20. In those circumstances it is necessary for the Court, before making an unless order, to be satisfied that there has been a contumacious failure to comply with an order which
it has made; sufficient to justify the sanction of striking out the pleadings of the patty in default.
21. On the present application, the issue for decision is whether the circumstances are such that an order in those terms should be made: on the basis that there has, at least prima facie, been a contumacious failure to comply with the order of 18 December 2013 by failing to provide the information sought in the letter of 22 December 2013. It would not be appropriate to make an unless order for failure to provide information which was not sought in the letter of 22 December 2013, but which was first sought in the draft amended order provided on 3 February 2014. I need to ask myself, therefore, whether, in the light of the information which has been provided since 18 December 2013, I should now make an unless order in the terms sought in the draft amended order provided on 3 February 2014.

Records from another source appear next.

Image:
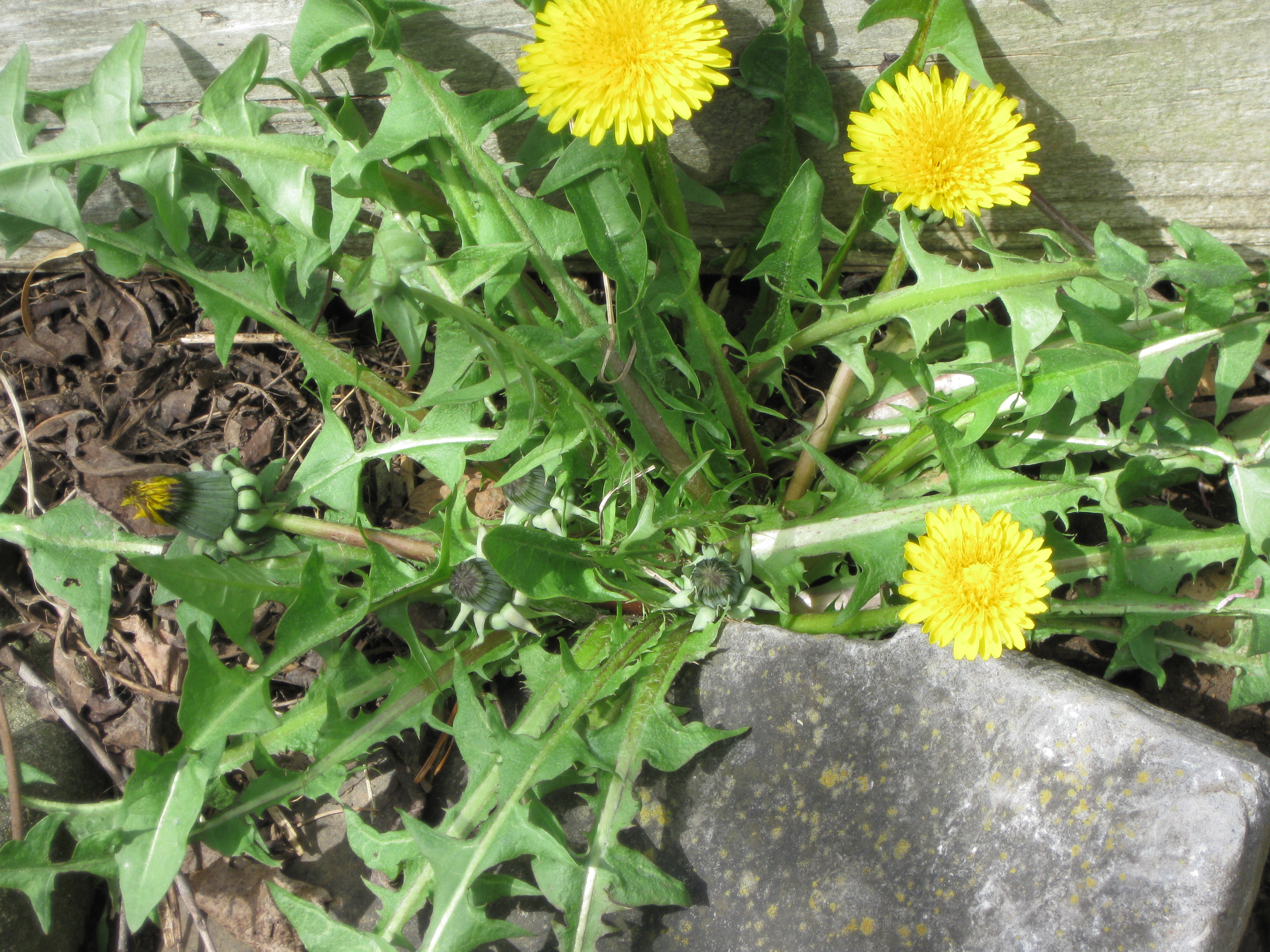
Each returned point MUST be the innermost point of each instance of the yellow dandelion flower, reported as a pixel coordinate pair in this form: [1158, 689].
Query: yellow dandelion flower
[976, 583]
[940, 146]
[624, 65]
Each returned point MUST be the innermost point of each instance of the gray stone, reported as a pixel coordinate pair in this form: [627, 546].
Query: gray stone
[889, 798]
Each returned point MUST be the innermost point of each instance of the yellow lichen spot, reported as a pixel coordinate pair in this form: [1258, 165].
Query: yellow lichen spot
[832, 776]
[653, 811]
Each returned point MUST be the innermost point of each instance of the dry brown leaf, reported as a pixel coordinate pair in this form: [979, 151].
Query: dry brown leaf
[238, 898]
[49, 348]
[487, 501]
[261, 445]
[1209, 583]
[164, 660]
[427, 497]
[484, 499]
[133, 730]
[126, 320]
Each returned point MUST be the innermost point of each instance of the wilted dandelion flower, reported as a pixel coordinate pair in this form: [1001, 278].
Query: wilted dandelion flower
[940, 146]
[624, 65]
[976, 583]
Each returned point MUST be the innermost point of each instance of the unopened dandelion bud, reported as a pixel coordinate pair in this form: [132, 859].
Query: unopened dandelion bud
[531, 492]
[476, 583]
[232, 542]
[715, 583]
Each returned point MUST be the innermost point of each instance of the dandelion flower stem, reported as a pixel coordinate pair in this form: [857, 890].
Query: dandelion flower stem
[704, 320]
[836, 398]
[397, 544]
[667, 184]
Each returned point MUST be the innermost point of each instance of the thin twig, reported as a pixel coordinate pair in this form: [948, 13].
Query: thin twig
[1062, 221]
[11, 768]
[22, 667]
[196, 914]
[209, 339]
[32, 503]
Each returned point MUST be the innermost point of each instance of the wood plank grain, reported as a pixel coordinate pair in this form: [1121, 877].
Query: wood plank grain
[1147, 111]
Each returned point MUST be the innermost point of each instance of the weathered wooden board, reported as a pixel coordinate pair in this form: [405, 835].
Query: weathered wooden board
[1146, 112]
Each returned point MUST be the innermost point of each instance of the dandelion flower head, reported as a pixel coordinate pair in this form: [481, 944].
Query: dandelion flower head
[939, 145]
[976, 583]
[624, 65]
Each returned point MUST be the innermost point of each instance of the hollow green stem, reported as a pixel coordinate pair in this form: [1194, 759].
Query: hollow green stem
[836, 398]
[704, 322]
[860, 624]
[398, 545]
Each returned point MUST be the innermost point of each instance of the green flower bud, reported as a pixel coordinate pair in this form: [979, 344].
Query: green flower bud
[531, 492]
[476, 583]
[715, 583]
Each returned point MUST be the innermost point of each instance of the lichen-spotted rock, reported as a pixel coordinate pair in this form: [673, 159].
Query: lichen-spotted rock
[891, 798]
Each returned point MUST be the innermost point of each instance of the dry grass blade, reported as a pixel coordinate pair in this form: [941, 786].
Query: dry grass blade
[29, 323]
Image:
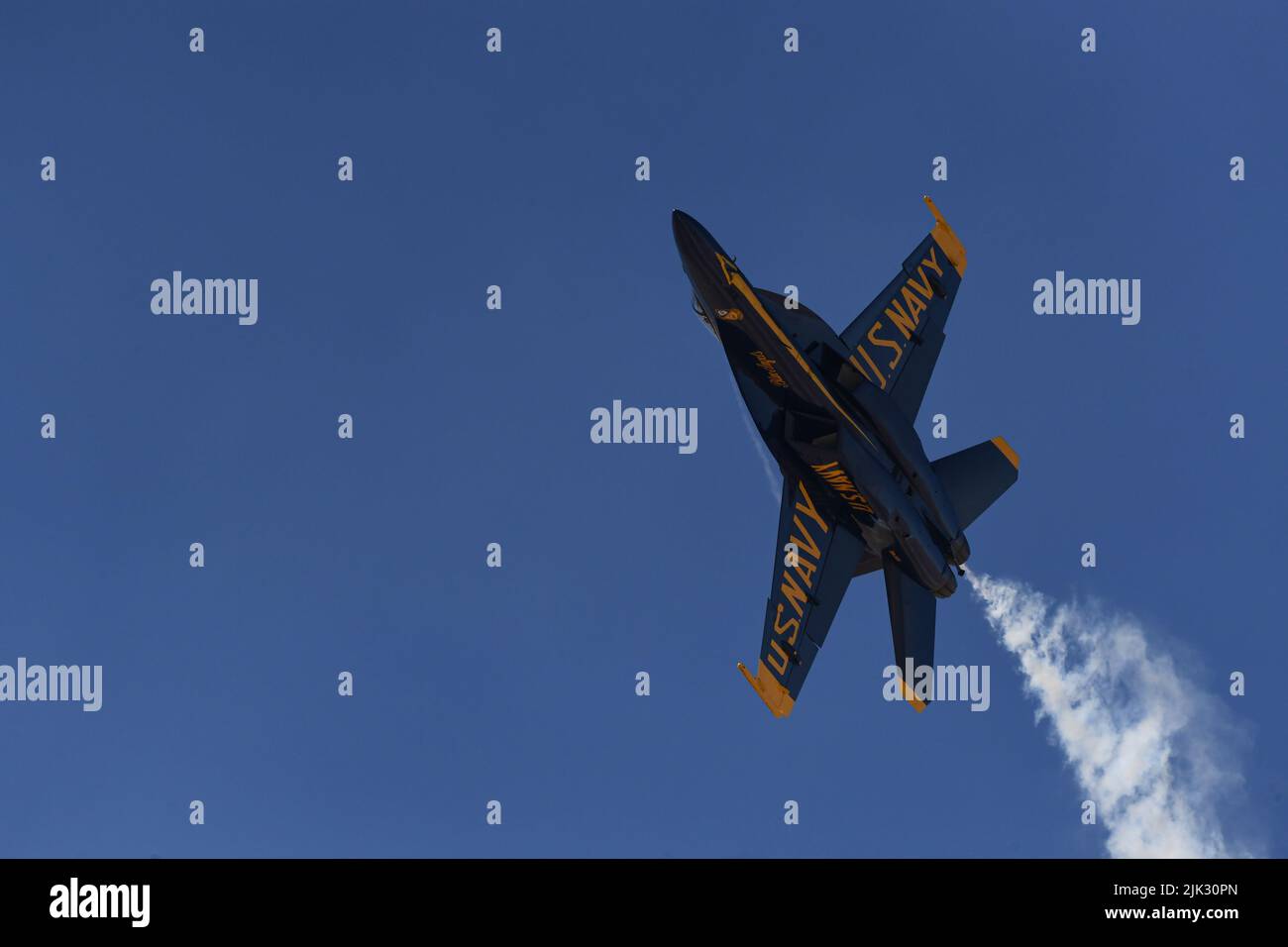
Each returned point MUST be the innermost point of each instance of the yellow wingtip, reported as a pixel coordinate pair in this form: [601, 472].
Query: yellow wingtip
[1008, 451]
[768, 688]
[944, 236]
[918, 705]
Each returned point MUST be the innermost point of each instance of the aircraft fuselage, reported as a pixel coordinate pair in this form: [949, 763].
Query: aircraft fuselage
[820, 419]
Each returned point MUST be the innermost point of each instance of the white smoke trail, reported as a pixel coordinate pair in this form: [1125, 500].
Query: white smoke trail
[772, 472]
[1142, 741]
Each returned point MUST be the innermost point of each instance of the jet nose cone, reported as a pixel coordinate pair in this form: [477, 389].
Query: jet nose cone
[691, 237]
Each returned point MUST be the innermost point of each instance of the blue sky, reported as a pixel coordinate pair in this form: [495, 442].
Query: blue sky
[472, 425]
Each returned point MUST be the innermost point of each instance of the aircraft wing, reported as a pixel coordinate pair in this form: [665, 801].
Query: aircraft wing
[807, 583]
[912, 624]
[896, 342]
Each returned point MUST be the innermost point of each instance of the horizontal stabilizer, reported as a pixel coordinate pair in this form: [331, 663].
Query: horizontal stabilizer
[974, 478]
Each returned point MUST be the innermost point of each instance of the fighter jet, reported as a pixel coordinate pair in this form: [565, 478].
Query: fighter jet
[837, 412]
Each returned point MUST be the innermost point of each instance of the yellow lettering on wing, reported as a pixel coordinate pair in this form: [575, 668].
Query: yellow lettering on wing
[791, 625]
[807, 508]
[923, 286]
[872, 365]
[932, 262]
[914, 305]
[877, 341]
[794, 594]
[901, 318]
[807, 544]
[777, 648]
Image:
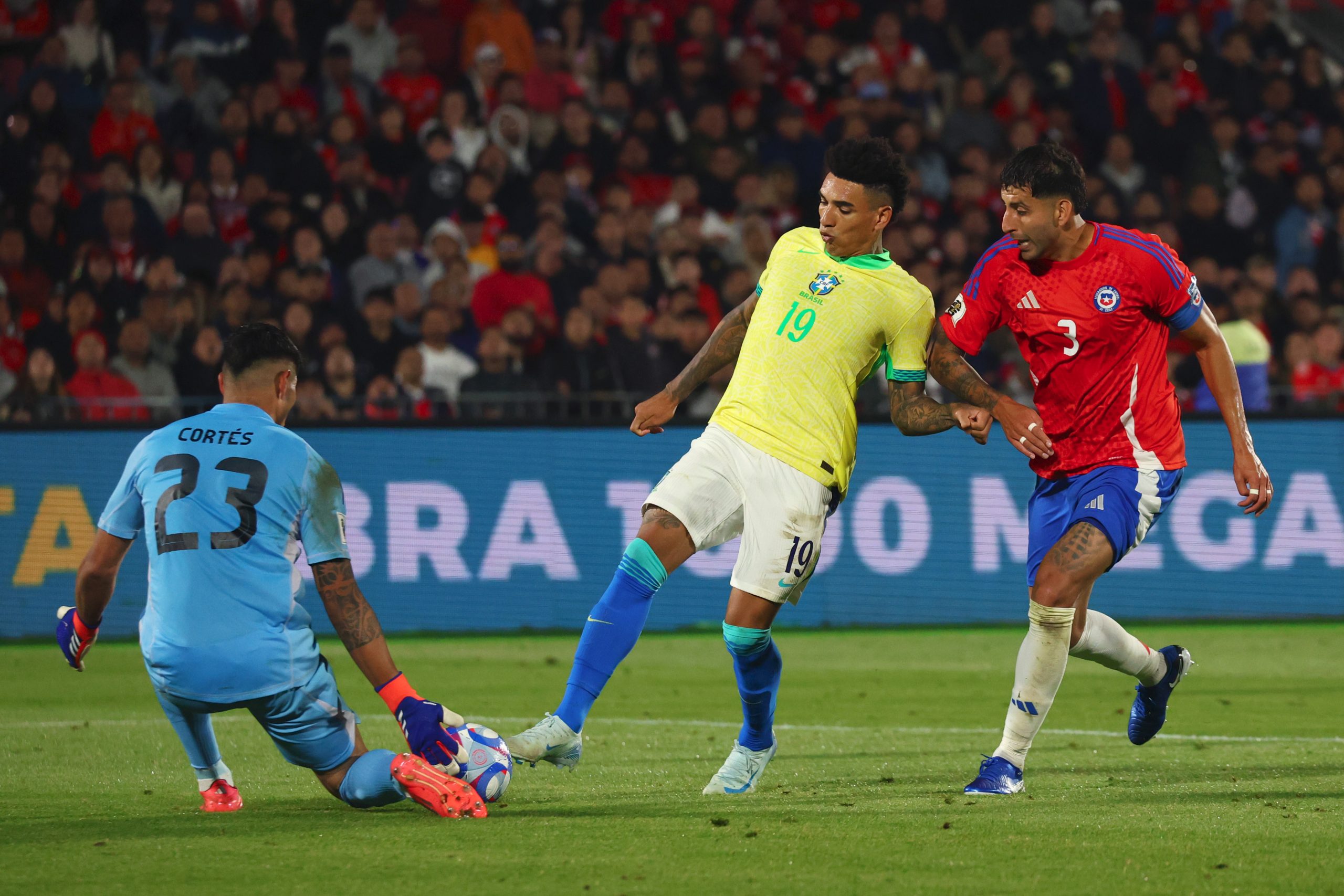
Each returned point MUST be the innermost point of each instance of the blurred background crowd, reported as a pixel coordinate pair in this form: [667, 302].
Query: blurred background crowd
[541, 208]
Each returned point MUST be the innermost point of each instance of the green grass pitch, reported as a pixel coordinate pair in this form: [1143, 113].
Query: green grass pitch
[878, 734]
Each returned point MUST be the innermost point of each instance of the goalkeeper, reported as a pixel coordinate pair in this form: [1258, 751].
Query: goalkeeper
[230, 493]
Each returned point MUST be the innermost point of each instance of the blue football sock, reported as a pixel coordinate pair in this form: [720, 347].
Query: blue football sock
[613, 628]
[757, 664]
[369, 782]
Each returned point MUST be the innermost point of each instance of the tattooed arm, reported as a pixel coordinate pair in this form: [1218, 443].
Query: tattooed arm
[354, 620]
[718, 351]
[917, 414]
[421, 721]
[1022, 425]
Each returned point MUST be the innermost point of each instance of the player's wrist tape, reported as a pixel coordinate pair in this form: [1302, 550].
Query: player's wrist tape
[394, 691]
[85, 632]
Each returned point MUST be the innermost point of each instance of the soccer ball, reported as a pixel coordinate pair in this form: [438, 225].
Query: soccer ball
[488, 765]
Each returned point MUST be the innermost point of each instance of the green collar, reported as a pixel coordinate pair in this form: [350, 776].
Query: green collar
[875, 261]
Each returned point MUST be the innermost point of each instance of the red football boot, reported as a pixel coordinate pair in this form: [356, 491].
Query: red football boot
[441, 794]
[221, 797]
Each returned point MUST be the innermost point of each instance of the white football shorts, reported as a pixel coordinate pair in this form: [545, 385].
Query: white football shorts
[723, 488]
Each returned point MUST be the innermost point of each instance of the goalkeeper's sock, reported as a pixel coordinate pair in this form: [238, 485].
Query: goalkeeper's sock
[1105, 641]
[612, 629]
[207, 775]
[757, 664]
[369, 782]
[1041, 669]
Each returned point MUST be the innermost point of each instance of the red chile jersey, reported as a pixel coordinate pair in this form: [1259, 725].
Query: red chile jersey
[1095, 333]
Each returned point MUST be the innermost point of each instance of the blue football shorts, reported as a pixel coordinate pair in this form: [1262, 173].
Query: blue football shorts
[1121, 501]
[311, 724]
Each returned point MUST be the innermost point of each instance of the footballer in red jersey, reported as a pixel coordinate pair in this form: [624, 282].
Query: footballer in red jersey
[1092, 308]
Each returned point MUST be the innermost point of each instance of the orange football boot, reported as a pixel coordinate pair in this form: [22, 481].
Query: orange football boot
[430, 787]
[221, 797]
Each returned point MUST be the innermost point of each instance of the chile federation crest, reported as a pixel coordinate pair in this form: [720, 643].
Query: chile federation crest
[1107, 300]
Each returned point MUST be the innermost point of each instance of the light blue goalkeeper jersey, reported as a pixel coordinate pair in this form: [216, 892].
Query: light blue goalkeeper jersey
[226, 498]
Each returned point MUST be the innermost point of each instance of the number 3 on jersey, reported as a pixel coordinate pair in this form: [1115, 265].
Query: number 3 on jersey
[802, 321]
[1072, 332]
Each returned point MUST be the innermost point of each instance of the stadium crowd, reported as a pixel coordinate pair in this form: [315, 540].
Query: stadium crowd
[481, 210]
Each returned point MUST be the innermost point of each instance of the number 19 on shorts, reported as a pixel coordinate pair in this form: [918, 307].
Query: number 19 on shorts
[803, 554]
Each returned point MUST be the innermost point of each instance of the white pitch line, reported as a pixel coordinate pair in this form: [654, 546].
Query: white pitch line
[706, 723]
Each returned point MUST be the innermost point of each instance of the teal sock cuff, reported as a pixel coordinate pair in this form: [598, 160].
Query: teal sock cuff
[747, 641]
[643, 563]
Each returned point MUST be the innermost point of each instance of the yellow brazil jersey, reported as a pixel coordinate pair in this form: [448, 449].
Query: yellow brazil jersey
[819, 328]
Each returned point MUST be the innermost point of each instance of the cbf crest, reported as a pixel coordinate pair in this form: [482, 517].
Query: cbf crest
[1107, 300]
[824, 282]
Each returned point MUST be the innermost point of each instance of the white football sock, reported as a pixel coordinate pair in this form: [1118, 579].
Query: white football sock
[1105, 641]
[1041, 668]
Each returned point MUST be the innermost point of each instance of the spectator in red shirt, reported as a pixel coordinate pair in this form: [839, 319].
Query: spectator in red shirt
[437, 33]
[409, 83]
[511, 287]
[1321, 378]
[93, 382]
[686, 272]
[549, 85]
[119, 128]
[25, 284]
[25, 20]
[291, 71]
[13, 351]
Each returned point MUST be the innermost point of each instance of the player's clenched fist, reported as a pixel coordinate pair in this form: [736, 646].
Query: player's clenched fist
[75, 636]
[425, 724]
[652, 414]
[1023, 428]
[973, 419]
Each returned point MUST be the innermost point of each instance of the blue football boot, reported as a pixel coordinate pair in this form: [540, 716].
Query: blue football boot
[996, 775]
[1150, 710]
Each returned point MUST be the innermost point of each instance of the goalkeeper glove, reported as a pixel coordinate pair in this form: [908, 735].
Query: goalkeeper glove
[425, 726]
[75, 637]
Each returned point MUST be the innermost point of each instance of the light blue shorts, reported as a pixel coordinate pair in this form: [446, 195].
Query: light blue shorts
[311, 724]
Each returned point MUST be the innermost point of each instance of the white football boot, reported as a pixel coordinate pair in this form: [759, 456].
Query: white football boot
[549, 741]
[741, 770]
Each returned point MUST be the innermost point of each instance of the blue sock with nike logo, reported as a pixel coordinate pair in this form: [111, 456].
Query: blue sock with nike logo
[613, 628]
[757, 664]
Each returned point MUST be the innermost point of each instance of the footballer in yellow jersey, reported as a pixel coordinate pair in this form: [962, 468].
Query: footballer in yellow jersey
[777, 455]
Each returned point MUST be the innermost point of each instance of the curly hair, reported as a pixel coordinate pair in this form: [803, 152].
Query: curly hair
[874, 164]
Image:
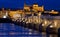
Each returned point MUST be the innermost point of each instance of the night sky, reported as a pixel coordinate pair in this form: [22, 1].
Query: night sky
[18, 4]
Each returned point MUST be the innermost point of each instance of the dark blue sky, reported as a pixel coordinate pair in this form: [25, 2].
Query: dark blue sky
[15, 4]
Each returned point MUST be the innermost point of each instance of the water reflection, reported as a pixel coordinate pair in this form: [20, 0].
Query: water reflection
[8, 29]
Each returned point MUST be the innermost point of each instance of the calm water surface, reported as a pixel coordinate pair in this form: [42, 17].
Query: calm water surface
[12, 30]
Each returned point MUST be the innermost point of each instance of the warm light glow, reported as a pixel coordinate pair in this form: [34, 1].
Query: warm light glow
[55, 23]
[4, 17]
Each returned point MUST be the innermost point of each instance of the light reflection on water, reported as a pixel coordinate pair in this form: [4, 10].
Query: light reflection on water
[8, 29]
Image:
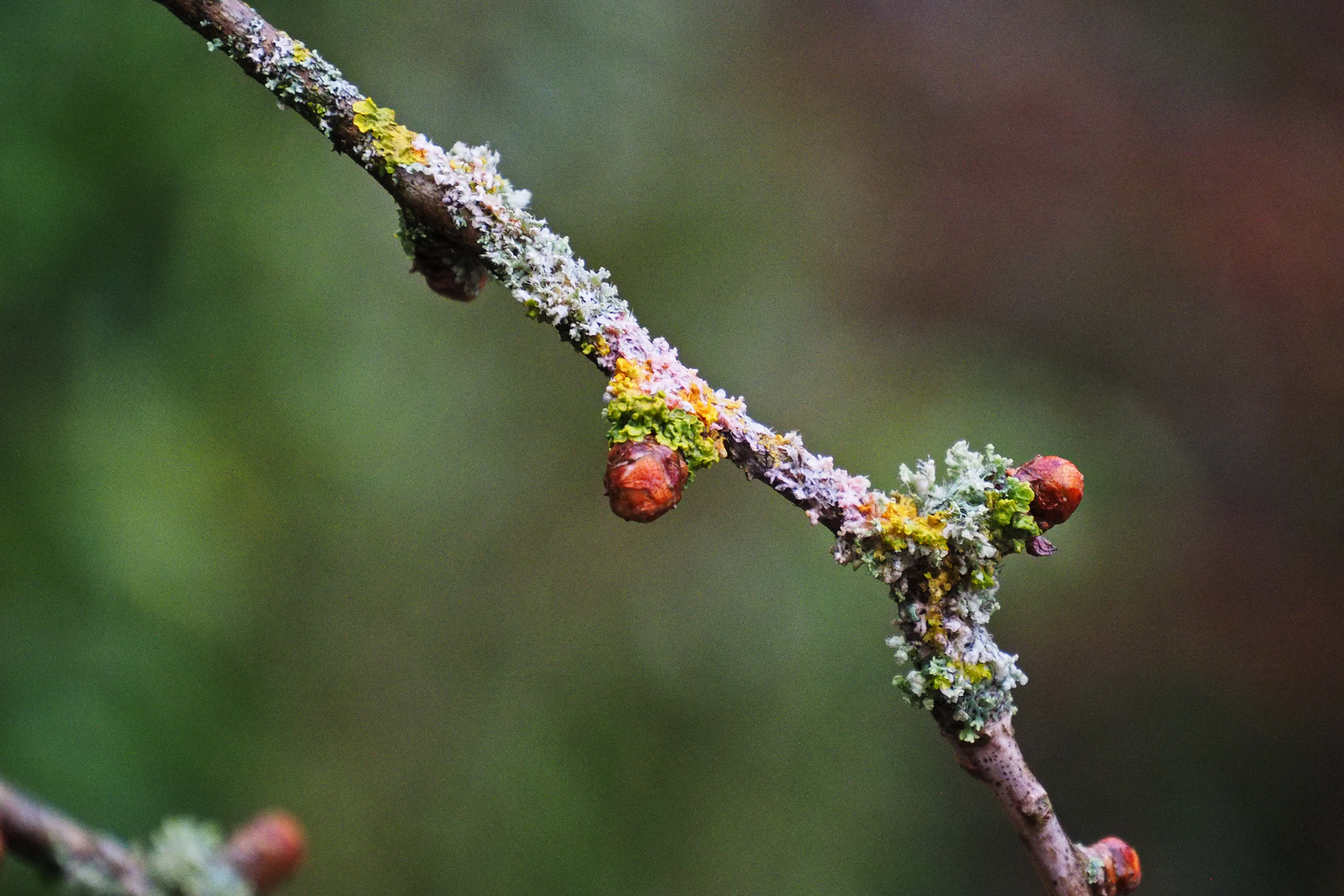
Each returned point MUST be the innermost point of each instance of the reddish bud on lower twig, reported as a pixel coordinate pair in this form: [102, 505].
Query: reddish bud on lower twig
[1058, 486]
[268, 850]
[644, 480]
[1121, 871]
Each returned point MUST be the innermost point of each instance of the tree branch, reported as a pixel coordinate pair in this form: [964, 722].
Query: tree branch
[937, 544]
[184, 857]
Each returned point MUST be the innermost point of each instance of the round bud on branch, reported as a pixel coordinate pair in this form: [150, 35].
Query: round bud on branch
[268, 850]
[644, 480]
[1058, 486]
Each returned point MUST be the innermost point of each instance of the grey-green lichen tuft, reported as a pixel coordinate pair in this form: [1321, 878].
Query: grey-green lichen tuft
[938, 544]
[184, 859]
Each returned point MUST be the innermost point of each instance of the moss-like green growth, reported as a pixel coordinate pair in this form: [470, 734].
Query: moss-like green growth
[1010, 522]
[394, 143]
[635, 416]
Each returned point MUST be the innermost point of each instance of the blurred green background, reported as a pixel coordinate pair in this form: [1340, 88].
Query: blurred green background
[283, 528]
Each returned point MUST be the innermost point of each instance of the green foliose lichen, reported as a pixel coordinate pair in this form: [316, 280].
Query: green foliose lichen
[1010, 522]
[392, 141]
[635, 416]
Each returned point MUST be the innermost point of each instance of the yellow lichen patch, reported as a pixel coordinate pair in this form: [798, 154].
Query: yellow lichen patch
[772, 444]
[975, 672]
[629, 377]
[597, 344]
[392, 141]
[901, 520]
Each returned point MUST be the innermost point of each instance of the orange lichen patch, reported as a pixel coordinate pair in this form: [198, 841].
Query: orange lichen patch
[702, 401]
[938, 587]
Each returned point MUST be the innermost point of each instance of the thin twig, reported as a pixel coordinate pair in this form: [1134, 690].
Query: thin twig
[460, 221]
[184, 857]
[47, 840]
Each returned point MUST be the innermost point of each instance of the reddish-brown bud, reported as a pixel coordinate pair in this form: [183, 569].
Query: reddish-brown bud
[644, 480]
[442, 277]
[1121, 872]
[268, 850]
[1058, 486]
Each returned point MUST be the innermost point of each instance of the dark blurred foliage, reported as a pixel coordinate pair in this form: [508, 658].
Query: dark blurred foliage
[283, 528]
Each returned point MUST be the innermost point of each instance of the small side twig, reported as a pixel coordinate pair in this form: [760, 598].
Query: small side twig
[47, 840]
[184, 857]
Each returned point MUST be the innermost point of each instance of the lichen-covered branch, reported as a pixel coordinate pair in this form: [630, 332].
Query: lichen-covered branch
[184, 857]
[937, 543]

22. In my view, I should not do so. The draft order contains 13 paragraphs, in addition to a paragraph requiring the respondents to pay the applicants’ costs. Those paragraphs follow, although with different numeration, the paragraphs in Al Tamimi & Co’s letter of 1 February 2014.
23. The first six paragraphs of the draft order seek:
(1) management accounts, weekly or monthly, from incorporation to date;
(2) profit and loss accounts, monthly, from incorporation to date;
(3) cash payment ledger spanning the period from incorporation to date;
(4) cash receipt ledger spanning the period from incorporation to date;
(5) bank reconciliation records from incorporation to date; and
(6) monthly bank statements for all accounts held by the first claimant from incorporation to date.
I find it impossible to understand why, in order to perform the duties of a director in the relatively short period between the beginning of February and the anticipated trial of these proceedings in May, it should be necessary or reasonable for the applicant to want those documents or that information for a period from incorporation to date. It is important to note that he is not seeking those documents or that information from here on until May, which is the period during which he needs to perform his duties. If he did need management accounts or profit and loss accounts in relation to 2011, 2012 or up to January 2013, he could have got them while he was an executive director of the company. If he had needed them between January 2013 to December 2013, he could have asked for them much earlier than he did. I am not persuaded that the request for those documents, at this stage, is born out of a reasonable requirement to have them in order to perform his functions as a director over the next three or four months. To require documents of that nature suggests a desire to engage in a degree of micro-management of the affairs of the company which is inconsistent with the usual role and duties of a non-executive director, as the applicant must now be assumed to be.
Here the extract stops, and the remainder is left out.